Mitchell recalled that his great aunt, Diana, whom he referred to as “Didi,” babysat him when he was a young boy living in the house. One of his earliest memories was sitting with her in his second-floor bedroom window facing south on West Street, watching a torrential downpour with wind, thunder and lightning.  The elm trees on the streets were bending and breaking in the wind.


“I can sit here as if it happened yesterday, watching that storm occur,” he said. “It was such a great neighborhood and I’m really sorry for the people who lived there who are now displaced by the fire. We certainly wish them the best, and I hope that they’re able to carry on in their lives.”



The American Red Cross of Northern New England is helping the 14 tenants who were displaced by the fire, ensuring their immediate needs including food, shelter and other essentials are met, according to a news release.

“In keeping with coronavirus safety protocols, the volunteers made contact with displaced residents and made arrangements virtually and practiced social distancing to deliver emergency financial assistance on Tuesday,” the release, dated Wednesday, says.

“Emergencies don’t stop,” Red Cross Disaster Program Manager Eric Lynes says in the release. “Our dedicated volunteers continue to provide help and hope in the face of emergencies.
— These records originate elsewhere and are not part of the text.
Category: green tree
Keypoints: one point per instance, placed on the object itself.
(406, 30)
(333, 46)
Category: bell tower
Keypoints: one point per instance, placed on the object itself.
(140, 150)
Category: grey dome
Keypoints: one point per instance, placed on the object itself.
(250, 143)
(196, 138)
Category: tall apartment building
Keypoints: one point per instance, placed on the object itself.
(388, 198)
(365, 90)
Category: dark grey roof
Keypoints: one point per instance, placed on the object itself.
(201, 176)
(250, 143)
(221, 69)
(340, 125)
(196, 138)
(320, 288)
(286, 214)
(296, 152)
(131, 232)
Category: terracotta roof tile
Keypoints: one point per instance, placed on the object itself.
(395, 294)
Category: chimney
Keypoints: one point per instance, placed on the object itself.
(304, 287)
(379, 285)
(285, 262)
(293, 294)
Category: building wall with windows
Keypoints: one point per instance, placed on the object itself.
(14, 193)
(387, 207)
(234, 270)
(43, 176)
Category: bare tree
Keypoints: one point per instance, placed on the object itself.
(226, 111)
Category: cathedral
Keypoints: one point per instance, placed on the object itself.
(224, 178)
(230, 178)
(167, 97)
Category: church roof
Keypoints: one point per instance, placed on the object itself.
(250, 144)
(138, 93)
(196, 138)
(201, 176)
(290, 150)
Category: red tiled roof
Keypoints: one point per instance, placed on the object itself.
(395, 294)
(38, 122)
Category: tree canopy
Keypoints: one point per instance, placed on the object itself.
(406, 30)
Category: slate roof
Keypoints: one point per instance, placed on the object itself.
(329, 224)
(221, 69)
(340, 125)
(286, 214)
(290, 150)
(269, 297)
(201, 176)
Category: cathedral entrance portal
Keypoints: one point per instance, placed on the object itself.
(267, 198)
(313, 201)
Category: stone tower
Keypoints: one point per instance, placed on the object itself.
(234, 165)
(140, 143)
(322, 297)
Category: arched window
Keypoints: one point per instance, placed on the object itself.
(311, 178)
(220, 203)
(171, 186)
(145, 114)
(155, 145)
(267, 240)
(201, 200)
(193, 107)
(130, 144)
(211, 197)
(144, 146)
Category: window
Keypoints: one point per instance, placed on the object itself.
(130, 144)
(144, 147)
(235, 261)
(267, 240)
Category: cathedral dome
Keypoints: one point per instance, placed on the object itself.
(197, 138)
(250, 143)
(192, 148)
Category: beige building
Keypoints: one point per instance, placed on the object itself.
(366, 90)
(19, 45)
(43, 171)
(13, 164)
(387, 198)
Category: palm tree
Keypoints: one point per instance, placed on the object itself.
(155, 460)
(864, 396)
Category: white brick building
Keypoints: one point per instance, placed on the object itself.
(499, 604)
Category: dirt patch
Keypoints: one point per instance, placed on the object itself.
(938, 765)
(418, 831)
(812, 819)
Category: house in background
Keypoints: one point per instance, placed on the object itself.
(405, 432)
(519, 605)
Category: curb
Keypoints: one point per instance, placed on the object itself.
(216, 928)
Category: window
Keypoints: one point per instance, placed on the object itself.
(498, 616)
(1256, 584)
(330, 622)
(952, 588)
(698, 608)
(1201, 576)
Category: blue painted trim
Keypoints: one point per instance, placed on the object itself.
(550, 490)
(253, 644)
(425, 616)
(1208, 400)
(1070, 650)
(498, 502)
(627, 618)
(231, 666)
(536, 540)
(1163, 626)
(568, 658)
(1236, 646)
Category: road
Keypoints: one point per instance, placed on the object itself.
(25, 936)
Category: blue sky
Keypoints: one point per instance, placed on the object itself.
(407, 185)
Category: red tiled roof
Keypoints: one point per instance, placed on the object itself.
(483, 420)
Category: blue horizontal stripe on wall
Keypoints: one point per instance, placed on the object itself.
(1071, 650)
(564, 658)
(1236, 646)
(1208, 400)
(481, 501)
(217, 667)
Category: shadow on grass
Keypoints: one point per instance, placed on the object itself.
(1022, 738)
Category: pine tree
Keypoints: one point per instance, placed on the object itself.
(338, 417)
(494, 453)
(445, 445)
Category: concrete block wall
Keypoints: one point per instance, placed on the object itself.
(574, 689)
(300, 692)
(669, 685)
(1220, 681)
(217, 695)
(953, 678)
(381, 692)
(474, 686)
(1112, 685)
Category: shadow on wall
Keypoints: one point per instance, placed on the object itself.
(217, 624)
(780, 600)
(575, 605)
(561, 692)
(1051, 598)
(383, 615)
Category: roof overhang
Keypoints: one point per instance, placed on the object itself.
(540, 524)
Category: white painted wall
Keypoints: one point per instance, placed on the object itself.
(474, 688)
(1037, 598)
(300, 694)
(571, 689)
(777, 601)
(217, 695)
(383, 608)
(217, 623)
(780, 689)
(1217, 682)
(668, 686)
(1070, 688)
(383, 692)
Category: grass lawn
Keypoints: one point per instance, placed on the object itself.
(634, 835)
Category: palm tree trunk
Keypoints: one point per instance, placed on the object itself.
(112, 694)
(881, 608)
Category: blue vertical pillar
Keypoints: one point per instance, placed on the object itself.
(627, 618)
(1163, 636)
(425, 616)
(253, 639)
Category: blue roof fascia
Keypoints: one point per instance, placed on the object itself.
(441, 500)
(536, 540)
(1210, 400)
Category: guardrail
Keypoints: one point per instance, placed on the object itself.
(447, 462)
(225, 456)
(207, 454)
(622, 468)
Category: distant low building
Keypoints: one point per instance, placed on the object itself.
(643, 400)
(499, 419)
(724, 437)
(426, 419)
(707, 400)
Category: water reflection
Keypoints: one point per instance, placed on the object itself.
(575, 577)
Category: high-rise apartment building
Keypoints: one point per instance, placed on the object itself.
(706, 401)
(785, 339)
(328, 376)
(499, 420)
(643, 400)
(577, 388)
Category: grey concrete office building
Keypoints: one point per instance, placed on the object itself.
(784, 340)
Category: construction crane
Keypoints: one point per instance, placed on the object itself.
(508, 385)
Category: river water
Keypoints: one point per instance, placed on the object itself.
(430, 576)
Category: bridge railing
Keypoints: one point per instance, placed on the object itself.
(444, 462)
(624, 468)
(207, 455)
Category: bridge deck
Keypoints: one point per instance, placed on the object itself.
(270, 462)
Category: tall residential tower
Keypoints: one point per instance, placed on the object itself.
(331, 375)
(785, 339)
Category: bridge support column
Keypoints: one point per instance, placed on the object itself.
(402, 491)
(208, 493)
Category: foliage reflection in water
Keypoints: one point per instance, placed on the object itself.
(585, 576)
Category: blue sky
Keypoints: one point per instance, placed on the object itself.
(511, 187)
The Red Cross is using modified procedures to ensure safety and social distancing as we deliver our humanitarian mission to people in need.”

The Red Cross will stay in contact with the tenants to provide community referrals as they begin their road to recovery, the release says.

It offers tips for home fire preparedness at www.redcross.org/get-help/how-to-prepare-for-emergencies.html.